Review of High Castle

Foyle's War: High Castle (2015)
Season 8, Episode 1
8/10
The politics of oil
5 January 2015
Warning: Spoilers
This, the first episode of the eighth series opens back in 1942 with a couple of young ne'er-do-wells sneaking onto a ship intending to steal some whisky; they are spotted after they start syphoning it off and flee; one of them is violently sick. Cut forward to 1946 and a man is found dead in a London Park; the only clue being the address of Clayton Del Mar, the head of American oil company, found in his pocket. This is what gets MI5 and thus Foyle on the case as the Del Mar is playing a key role in securing British oil interests in Iran. Del Mar denies all knowledge of the dead man but Foyle is convinced he is lying. The dead man was a professor who had been working at the Nuremberg War Crimes Trials and it looks as if he may have established a link between Del Mar and a Nazi industrialist. The case will see Foyle heading first to Germany then east into Soviet occupied Poland while his driver Sam goes undercover at the Del Mar house as the person employed to read to Clayton Del Mar's father. Away from the case Sam's husband is not keen on her continuing to work while pregnant but must question his position when a constituent approaches him to complain that she has lost her job just because she is a woman.
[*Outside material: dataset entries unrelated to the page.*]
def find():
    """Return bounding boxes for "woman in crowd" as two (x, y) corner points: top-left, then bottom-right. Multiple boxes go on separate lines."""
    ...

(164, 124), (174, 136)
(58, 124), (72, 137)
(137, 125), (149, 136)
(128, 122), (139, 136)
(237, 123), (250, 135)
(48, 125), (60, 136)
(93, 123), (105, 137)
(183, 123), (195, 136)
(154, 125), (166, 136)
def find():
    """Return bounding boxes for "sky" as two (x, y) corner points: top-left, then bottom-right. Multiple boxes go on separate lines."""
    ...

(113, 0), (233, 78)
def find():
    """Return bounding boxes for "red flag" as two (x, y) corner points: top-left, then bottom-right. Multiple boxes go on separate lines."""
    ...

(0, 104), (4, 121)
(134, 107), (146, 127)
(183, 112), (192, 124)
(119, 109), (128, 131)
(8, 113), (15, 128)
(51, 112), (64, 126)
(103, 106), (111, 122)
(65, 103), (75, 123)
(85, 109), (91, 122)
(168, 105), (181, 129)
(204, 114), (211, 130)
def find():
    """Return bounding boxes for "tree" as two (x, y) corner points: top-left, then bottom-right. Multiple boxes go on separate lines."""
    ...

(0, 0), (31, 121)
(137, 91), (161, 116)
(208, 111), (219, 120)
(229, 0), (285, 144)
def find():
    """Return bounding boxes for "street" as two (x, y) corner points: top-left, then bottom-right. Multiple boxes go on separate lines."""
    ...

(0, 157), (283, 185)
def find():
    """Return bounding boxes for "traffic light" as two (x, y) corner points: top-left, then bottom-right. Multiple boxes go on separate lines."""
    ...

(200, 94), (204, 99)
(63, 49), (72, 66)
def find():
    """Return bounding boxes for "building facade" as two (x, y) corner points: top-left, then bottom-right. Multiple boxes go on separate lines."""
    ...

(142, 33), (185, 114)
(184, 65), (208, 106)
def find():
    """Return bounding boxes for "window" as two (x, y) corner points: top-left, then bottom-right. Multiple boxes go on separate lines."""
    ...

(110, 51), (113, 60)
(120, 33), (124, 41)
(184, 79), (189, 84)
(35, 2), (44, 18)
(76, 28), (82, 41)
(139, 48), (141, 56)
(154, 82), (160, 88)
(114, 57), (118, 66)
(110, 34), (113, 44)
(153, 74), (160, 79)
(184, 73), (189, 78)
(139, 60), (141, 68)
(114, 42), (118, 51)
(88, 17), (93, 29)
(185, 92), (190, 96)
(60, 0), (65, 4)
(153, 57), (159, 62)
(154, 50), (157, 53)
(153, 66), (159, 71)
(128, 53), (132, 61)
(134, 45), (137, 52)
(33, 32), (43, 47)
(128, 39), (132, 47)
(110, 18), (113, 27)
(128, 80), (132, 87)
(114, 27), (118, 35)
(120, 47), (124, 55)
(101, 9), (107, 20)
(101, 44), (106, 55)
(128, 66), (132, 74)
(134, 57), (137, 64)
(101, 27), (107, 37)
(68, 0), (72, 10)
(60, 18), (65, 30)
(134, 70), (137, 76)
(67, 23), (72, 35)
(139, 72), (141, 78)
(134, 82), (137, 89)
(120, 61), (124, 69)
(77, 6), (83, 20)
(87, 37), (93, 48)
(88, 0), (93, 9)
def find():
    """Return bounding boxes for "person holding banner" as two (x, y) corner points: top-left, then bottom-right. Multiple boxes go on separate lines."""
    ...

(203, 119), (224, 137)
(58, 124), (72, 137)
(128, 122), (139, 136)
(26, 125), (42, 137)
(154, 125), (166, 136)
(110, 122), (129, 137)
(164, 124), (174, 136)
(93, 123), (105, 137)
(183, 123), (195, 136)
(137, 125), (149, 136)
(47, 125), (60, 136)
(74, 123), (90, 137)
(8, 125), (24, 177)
This was another solid case for Foyle. There is a good mystery even though there is little doubt about who did it; the question is just why did he do it and will his importance mean he will get away with it. The story nicely combines a wartime story with the new post war politics where East and West are competing to gain access to Iranian oil and will go to great lengths to prevail. There is a good sense of danger; especially when Sam is in Del Mar's house and is coming under suspicion. The women's rights subplot did feel a bit tacked on although it was handled well enough and wasn't done in a black and white way… the woman hadn't just lost her job to a random man; she lost it to the man who had the job before he'd been conscripted to fight in the war. The acting was solid; Michael Kitchen is Christopher Foyle and the rest of the cast were good too; although I was surprised that an actual American didn't play Clayton Del Mar… not that there was anything wrong with Nigel Lindsay's performance. Over all a good start to the season.